Las casas necesitarán ser vaciadas y reconstruidas. Las familias que lo perdieron todo enfrentarán meses de llamadas a aseguradoras, demoras burocráticas y el dolor silencioso que llega al sostener una fotografía arruinada. Los niños llevarán el recuerdo de aquel martes por la noche más tiempo del que cualquiera de nosotros pudiera imaginar. El trauma no sigue el calendario del clima.
Aquí es donde la Iglesia tiene una oportunidad extraordinaria —y una responsabilidad extraordinaria. Las cámaras seguirán su camino. El ciclo noticioso encontrará algo nuevo. Y es precisamente entonces cuando la comunidad de fe debe elegir quedarse. Seguir presentándose con comidas, con trabajo, con dinero, con tiempo. Sentarse junto a las personas en el largo e ingrato proceso de recuperación, cuando todos los demás ya han olvidado.
La Iglesia primitiva era conocida por esto. En un mundo romano donde los enfermos y moribundos eran abandonados, los cristianos se quedaban. Enterraban a desconocidos. Alimentaban a los indigentes. Construyeron la infraestructura del cuidado humano que el Imperio no se molestaba en proveer. No porque fuera estratégico. Sino porque creían que todo ser humano portaba la imagen de Dios —y que esa imagen, aun cuando está empapada y temblando en el suelo de un gimnasio, exige ser honrada.

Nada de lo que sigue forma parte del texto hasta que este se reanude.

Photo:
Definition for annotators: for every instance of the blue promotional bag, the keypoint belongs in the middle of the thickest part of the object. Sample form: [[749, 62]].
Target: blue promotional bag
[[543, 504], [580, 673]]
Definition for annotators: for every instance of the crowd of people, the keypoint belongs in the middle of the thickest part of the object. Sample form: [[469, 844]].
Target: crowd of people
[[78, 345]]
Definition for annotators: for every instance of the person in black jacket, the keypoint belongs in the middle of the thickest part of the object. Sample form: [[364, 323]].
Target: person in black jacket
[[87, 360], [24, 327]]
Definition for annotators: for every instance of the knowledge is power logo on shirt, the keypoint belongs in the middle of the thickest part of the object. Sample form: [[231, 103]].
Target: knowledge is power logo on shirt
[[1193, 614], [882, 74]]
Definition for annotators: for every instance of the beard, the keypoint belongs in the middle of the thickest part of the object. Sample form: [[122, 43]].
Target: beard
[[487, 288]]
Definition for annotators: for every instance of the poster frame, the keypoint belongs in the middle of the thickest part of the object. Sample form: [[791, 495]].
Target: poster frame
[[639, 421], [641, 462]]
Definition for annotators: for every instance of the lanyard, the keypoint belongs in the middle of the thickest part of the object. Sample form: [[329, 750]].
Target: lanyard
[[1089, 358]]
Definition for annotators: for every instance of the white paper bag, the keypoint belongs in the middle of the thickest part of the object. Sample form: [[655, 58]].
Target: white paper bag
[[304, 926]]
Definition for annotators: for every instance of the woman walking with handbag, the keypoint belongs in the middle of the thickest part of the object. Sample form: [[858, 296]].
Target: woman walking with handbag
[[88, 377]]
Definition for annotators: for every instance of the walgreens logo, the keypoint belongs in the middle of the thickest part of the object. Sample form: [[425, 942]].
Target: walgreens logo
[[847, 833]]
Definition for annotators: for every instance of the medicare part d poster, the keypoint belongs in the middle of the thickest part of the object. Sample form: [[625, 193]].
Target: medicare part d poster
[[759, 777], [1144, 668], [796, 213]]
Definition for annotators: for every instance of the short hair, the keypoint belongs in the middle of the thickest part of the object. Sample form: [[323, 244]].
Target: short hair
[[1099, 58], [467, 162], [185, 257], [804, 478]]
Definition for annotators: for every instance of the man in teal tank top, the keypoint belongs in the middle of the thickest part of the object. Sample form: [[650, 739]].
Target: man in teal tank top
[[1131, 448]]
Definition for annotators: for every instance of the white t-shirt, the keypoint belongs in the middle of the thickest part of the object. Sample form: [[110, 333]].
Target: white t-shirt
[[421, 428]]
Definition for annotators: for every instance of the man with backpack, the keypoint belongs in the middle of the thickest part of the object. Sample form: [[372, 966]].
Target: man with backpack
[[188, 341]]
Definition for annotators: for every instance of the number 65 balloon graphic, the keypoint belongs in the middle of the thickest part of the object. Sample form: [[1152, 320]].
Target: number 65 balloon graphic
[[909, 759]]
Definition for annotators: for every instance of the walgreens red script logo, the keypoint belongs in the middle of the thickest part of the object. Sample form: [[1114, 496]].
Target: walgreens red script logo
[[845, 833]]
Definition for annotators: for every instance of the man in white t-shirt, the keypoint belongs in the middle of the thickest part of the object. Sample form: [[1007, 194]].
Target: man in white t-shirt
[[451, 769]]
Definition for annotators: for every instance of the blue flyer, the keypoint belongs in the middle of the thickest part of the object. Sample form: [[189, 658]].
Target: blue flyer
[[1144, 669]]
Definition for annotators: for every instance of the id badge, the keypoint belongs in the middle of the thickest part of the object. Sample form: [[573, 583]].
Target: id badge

Lo que puedes hacer ahora mismo
Si estás leyendo esto desde un hogar seco, detente un momento. No para sentir culpa —la culpa rara vez es un combustible útil. Sino para la gratitud, y luego para la acción.
Busca una iglesia local u organización de ayuda humanitaria en las zonas afectadas y da dinero —dinero real, no una cantidad cómoda. Si estás cerca de la región afectada, ofrece tu presencia física. Contacta al liderazgo de tu propia iglesia y pregunta cómo podría verse una respuesta coordinada. Visita a tus vecinos ancianos. Haz la llamada. Manda el mensaje. Preséntate.
Y ora. No como sustituto de la acción, sino como la raíz de la que brota. Ora por las familias que aún esperan noticias de seres queridos desaparecidos. Ora por los equipos de rescate que funcionan con adrenalina y sin sueño. Ora por los funcionarios municipales que toman decisiones bajo una presión imposible. Ora por los niños que vieron subir el agua y llevarán esa imagen por años.
Luego levántate de la oración y haz algo con tus manos.
Las aguas retroceden. La Palabra permanece.
En el Génesis, después del diluvio, Dios coloca un arco en el cielo. Es un pacto —una promesa de que las aguas no tendrán la última palabra. Esa promesa no ha caducado. Se extiende sobre cada calle inundada de Brooklyn. Se extiende sobre cada familia que avanza entre los escombros. Se extiende sobre cada rescatista agotado y cada niño atemorizado.
Las aguas bajarán. Siempre bajan. Pero la pregunta que permanece —la que siempre ha permanecido— es qué clase de personas seremos mientras las aguas aún están subiendo. ¿Seremos personas que cierran la puerta y miran desde la ventana? ¿O seremos personas que abren la puerta, se adentran en el agua y llevan a alguien a terreno más alto?
La respuesta, para los seguidores de Jesús, no debería requerir mucha deliberación.